|Sutton: Sons pushed him to return to coaching at San Francisco|
|Written by Admin|
|Friday, 22 February 2008 16:55|
Eddie Sutton, who recently became the fifth coach in NCAA history to reach 800 wins, said he initially wasn't enthusiastic about the job when San Francisco officials approached him in late December and asked him to be the Dons' interim coach.
But after speaking with two of his sons - Sean Sutton, who followed his father as Oklahoma State's coach, and Scott Sutton, the coach at Oral Roberts - Eddie Sutton decided to accept San Francisco's offer. Since then, the Dons are 3-11 and Sutton has recorded his landmark win.
``I had no interest in going out there,'' Sutton told The Associated Press on Friday before his induction into the Oklahoma State University Alumni Hall of Fame at the National Cowboy and Western Heritage Museum.
``Sean and Scott pushed me ... and they talked me into it. It has been an interesting experience. The people have been extremely nice.
``I've enjoyed everything except losing basketball games. I got spoiled with all those good players that I had through the years. This is the least-talented team I've ever coached.''
Sutton was in Tulsa on Thursday night to watch Oral Roberts beat Missouri-Kansas City 72-64, a win that raised the Sutton family win total to 1,000. Eddie has 801, while Scott has 164 wins in nine seasons with the Golden Eagles and Sean has 35 in two seasons at Oklahoma State.
Only two other coaching families are thought to have recorded more wins, and both of them have Oklahoma connections. Eddie Sutton's coach at Oklahoma State, Henry Iba, combined with brother Clarence and son Moe to finish with 1,143 wins. Longtime DePaul coach Ray Meyer and his sons, Joey and Tom, combined for 1,032 wins. Joey Meyer is now the coach of the Tulsa 66ers of the NBA Development League.

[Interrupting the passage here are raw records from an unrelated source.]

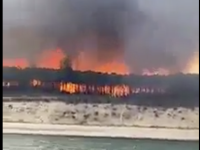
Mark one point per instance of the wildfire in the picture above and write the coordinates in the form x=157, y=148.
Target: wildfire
x=85, y=62
x=71, y=88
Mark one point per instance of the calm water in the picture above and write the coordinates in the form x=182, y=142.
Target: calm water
x=22, y=142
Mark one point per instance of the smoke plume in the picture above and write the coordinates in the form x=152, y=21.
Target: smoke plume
x=146, y=35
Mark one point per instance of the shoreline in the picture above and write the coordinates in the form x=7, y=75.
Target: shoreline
x=101, y=131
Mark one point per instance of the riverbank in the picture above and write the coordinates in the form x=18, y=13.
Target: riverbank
x=97, y=131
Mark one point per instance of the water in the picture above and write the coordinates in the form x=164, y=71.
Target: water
x=26, y=142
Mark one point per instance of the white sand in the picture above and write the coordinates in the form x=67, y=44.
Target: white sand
x=95, y=131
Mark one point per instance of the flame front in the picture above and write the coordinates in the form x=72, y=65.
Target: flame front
x=86, y=62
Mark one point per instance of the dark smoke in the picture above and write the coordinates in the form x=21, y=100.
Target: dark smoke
x=146, y=35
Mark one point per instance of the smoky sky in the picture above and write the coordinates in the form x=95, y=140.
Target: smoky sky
x=146, y=34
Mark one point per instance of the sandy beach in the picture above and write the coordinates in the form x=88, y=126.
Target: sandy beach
x=96, y=131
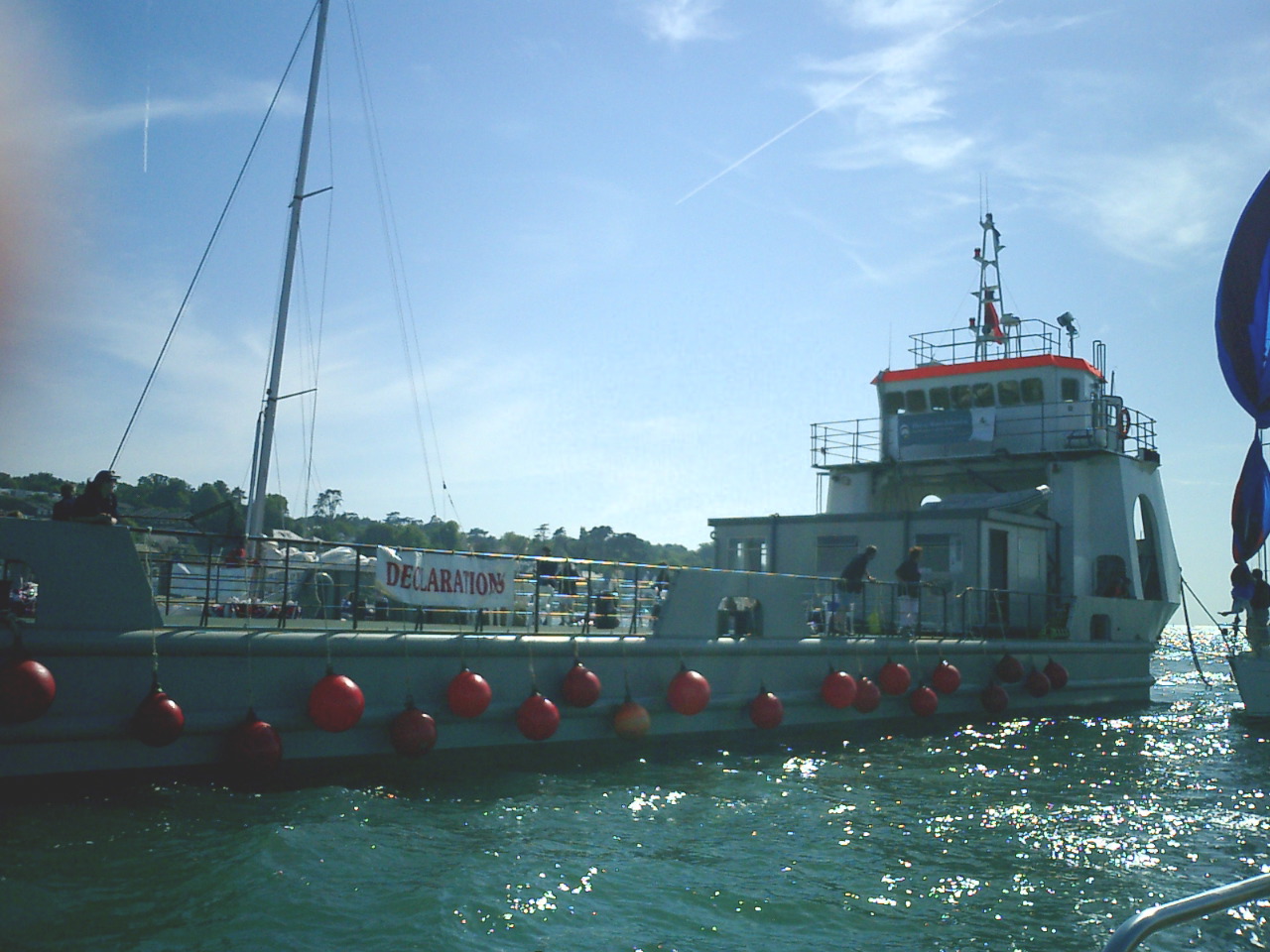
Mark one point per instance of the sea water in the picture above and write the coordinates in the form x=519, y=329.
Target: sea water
x=1028, y=834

``I don't think Sean and I did a whole lot,'' Scott Sutton said Friday. ``But it's neat to be mentioned with the Ibas and Meyers. That's a pretty elite group. To be linked with Mr. Iba probably means more to me than reaching 1,000 wins, because, again, my father deserves most of the credit.''
Eddie Sutton retired as Oklahoma State's coach after the 2005-06 season. He won 798 games in 36 seasons at Creighton, Arkansas, Kentucky and Oklahoma State.

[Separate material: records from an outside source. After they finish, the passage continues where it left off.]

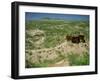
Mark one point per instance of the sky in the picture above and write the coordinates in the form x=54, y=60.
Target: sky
x=38, y=16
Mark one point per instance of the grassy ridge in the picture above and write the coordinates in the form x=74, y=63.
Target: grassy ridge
x=55, y=32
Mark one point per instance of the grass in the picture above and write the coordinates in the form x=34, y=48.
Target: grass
x=55, y=33
x=76, y=59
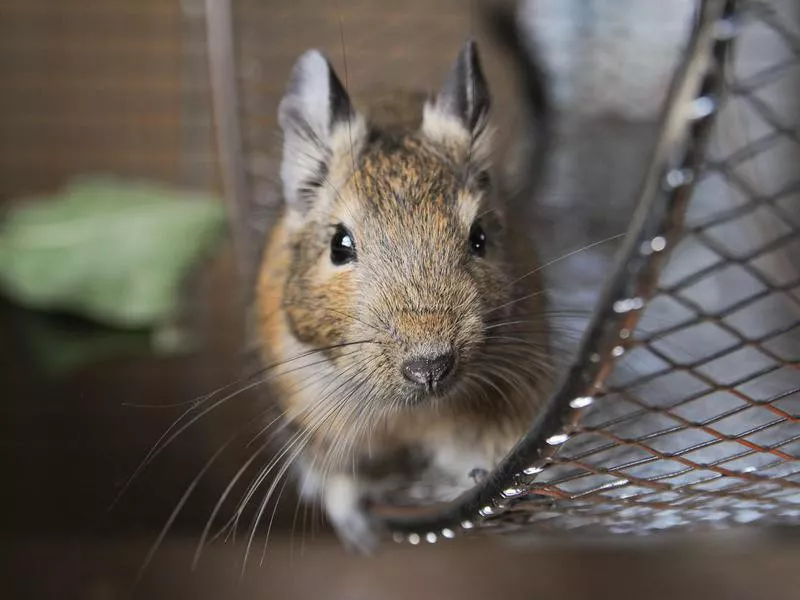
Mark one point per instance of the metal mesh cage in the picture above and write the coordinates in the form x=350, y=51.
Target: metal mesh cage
x=682, y=405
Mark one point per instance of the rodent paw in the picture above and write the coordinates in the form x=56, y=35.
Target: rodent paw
x=345, y=509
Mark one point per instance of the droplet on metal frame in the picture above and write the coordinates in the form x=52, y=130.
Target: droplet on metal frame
x=581, y=402
x=557, y=439
x=512, y=492
x=702, y=107
x=726, y=29
x=675, y=178
x=658, y=243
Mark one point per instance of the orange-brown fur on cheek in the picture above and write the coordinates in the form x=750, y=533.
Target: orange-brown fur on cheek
x=317, y=303
x=414, y=287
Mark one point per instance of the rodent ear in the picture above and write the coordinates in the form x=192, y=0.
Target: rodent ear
x=312, y=114
x=459, y=112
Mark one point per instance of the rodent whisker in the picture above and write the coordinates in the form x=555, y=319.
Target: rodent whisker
x=178, y=426
x=178, y=507
x=515, y=301
x=566, y=256
x=298, y=442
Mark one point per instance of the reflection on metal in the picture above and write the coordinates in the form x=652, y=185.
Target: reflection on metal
x=645, y=433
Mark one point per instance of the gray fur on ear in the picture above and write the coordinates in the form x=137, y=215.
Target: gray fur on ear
x=311, y=114
x=462, y=103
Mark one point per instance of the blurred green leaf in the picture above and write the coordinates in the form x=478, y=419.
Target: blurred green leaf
x=112, y=251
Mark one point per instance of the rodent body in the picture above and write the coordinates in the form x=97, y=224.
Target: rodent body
x=405, y=304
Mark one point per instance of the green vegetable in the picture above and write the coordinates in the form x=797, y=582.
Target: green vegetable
x=112, y=251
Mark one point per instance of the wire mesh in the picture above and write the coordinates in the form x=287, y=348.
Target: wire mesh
x=697, y=423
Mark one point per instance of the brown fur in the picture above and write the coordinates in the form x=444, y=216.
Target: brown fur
x=409, y=188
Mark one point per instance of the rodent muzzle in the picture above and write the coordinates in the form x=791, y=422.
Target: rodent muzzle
x=429, y=372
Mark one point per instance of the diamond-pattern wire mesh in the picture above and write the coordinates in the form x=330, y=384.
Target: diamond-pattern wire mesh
x=700, y=421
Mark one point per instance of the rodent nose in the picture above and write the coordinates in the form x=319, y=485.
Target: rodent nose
x=428, y=371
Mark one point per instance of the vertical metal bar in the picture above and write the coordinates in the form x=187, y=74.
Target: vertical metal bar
x=224, y=91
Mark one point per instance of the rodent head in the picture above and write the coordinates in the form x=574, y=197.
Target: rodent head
x=398, y=255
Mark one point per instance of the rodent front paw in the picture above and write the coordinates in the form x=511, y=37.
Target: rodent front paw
x=348, y=516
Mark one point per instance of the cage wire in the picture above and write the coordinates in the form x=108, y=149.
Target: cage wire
x=681, y=408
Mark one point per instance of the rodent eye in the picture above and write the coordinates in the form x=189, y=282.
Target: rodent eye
x=343, y=246
x=477, y=240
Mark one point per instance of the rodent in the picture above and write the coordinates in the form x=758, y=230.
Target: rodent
x=404, y=296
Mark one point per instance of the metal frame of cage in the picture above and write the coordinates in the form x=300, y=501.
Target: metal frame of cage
x=517, y=493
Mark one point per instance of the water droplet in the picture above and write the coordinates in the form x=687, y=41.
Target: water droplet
x=675, y=178
x=512, y=492
x=702, y=107
x=581, y=402
x=621, y=306
x=658, y=243
x=725, y=29
x=557, y=439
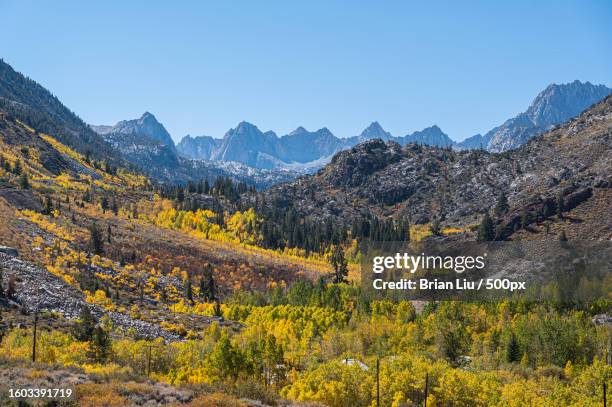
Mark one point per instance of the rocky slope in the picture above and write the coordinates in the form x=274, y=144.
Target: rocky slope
x=145, y=126
x=37, y=290
x=425, y=183
x=26, y=100
x=553, y=106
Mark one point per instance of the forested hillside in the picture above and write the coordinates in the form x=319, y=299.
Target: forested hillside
x=213, y=294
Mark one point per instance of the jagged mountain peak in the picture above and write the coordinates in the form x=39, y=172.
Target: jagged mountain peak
x=556, y=104
x=375, y=130
x=146, y=126
x=298, y=130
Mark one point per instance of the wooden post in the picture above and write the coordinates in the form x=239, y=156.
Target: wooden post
x=34, y=337
x=149, y=359
x=377, y=382
x=426, y=388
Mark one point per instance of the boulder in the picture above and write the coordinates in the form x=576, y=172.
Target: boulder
x=9, y=251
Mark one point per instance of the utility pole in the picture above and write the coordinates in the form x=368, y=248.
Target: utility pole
x=34, y=337
x=377, y=382
x=426, y=388
x=149, y=359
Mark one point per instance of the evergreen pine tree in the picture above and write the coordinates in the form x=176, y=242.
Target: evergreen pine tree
x=339, y=263
x=502, y=207
x=560, y=205
x=84, y=328
x=115, y=207
x=513, y=351
x=104, y=204
x=24, y=182
x=96, y=241
x=485, y=229
x=188, y=289
x=100, y=345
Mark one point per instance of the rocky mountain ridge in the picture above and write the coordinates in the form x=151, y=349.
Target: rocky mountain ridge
x=304, y=149
x=424, y=184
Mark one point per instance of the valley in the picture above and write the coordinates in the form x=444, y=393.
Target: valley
x=157, y=279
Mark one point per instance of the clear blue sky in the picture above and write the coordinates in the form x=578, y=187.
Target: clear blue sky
x=201, y=67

His retirement came a little more than three months after he took a medical leave following a Feb. 10, 2006, accident that resulted in charges of aggravated DUI, speeding and driving on the wrong side of the road. He pleaded no contest to the charges, received a one-year deferred sentence and was ordered to pay a fine. Since then, he has worked to establish a new alcohol education and support program at the university.
``No one wants to end their career like he ended his at OSU,'' Scott Sutton said of his father. ``It was an opportunity for 800 wins and to go out on his own terms. He'll be able to step away and have no regrets. I don't know how big of a deal it was to him, but it was a big deal to our family. It puts him in elite company. There will be very few guys to get to 800.''
Eddie Sutton recorded the milestone win Feb. 2 as the Dons won 85-82 at Pepperdine. They've since won again, beating Portland 73-60 on Monday.
The 800th win ``wasn't as important to me as to my sons and grandsons that are old enough to know what's going on,'' Eddie Sutton said. ``I kept telling them there's not that much difference between 798 and 800. They said, 'Yes, there is. There is a difference, because not many guys will win 800 games.'''
San Francisco was off this weekend, allowing Sutton the chance to return to Oklahoma to be honored by his alma mater.
``I've been very blessed with a lot of awards and honors, but when your school honors you as one of the outstanding alums and puts you in the hall of fame, that's very special,'' he said.
Sutton joined Bob Knight, Dean Smith, Adolph Rupp and Jim Phelan in the NCAA's 800-win club. Sutton said only a few active coaches - Mike Krzyzewski of Duke, Jim Calhoun of Connecticut, Jim Boeheim of Syracuse and Lute Olson of Arizona - might join that group. Sutton said the increased level of pressure on coaches now likely means not many of them will coach into their 60s or 70s.
Sutton said he hopes San Francisco is benefiting from his time there, particularly from the increased publicity the program has received since he was hired. He said before he leaves, he will offer a list of suggestions to the school that will allow the Dons to compete with West Coast Conference powers Gonzaga and St. Mary's.
``They've got to make a stronger commitment to the basketball program,'' he said.
Sutton, who will turn 72 in March, did not rule out a return to coaching after this season, but said it would not be likely. He said the president of another school visited him in San Francisco in recent weeks to gauge his interest in a job, but Sutton told him he wasn't interested.
``I think when I get through this year, I'll be finished coaching,'' Sutton said.